To describe the social and cultural context of a nation, it is useful, especially from a business perspective, to identify the nation as having a “high context” or a “low context” culture. Some cultures are high context cultures, like Chinese, Arabic, Slavic, and Spanish, while some are low context cultures, like Anglo-American, German, and Scandinavian. Most countries can be placed somewhere along the high context - low context continuum, shown below.


Source: Adapted from LinkedIn.com
Source: Adapted from LinkedIn.com

This is a very broad-brush distinction, however, and not everyone and every interaction in a particular culture could be described by the kinds of characteristics (stereotypes) described below. Besides, each culture has both high context and low context elements. India, for instance, will be positioned somewhere towards the high context end of the continuum.


High context cultures. A high context culture evolves when a group of people have had a very long history together, forging close connections over long periods of time, so much so that not everything in their daily interactions needs to be explicit. Most people know how to behave and what to expect of others from years of interactions with each other, as if they have been living in a small town where everyone knows everyone else. In other words, they can “read between the lines.” History, tradition, and language are important in high context cultures. “In our relationship with them, we cannot ignore their history, since they themselves do not view any single event in their personal, communal, professional, or national lives as an isolated event; everything is contextualized by shared history, shared experience, shared kinship, shared friendship, shared enmities, and/or shared prejudices… In high context cultures, written contracts and formal agreements are of lesser importance; the culture itself provides alternative enforcement mechanisms (Russian culture, for example, uses shame, fear, personal friendship, honor, loyalty, and obligation to enforce agreements).


Low context cultures. In a low context culture, people have also had many connections, but of shorter duration, and some could indeed be impersonal in nature. People tend to play by the rules, which are often explicit and public – with the task being often more important than relationships. They think of the present and the future, rather than of the past. Written agreements and contracts are more important than verbal agreements, and, in fact, form the basis for future transactions between companies from different countries.

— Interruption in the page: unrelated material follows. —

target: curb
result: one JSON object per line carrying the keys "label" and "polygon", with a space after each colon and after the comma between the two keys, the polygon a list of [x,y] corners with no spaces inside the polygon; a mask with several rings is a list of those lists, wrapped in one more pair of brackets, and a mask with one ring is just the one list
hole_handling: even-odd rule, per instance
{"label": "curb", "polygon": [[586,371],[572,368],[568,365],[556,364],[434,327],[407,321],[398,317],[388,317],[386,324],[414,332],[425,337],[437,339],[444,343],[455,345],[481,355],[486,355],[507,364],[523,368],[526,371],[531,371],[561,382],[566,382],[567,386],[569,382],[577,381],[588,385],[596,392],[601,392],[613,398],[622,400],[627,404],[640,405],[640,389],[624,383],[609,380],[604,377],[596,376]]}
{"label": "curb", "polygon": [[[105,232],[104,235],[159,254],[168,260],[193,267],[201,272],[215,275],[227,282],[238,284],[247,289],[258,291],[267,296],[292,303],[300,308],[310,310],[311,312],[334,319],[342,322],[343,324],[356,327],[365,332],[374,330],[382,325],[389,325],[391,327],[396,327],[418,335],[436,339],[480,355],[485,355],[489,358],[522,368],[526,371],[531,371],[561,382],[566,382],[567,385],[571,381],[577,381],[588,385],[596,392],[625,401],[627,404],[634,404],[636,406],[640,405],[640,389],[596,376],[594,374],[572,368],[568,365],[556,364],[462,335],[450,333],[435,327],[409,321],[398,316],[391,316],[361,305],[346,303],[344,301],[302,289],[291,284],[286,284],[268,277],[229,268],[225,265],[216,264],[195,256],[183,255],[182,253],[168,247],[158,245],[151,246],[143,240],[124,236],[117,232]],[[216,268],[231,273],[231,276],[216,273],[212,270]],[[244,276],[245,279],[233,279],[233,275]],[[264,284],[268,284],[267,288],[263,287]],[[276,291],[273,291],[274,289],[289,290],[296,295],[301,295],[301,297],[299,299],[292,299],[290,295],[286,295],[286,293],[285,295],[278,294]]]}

A low context culture may be easier to enter for a company than a high context culture because an outsider can get on with the task at hand rather than first trying to develop deep relationships. For instance, in a high context culture like in France or Japan, business dealings are often preceded by much wining and dining. In China, a high-context culture, the role of guanxi (connections or relationships) is pre-eminent in business dealings. In a low context culture like Germany or the United States, business can be done without first getting to know each other very much (though it is always a good idea to get to know prospective partners, customers, etc., before beginning to interact with them).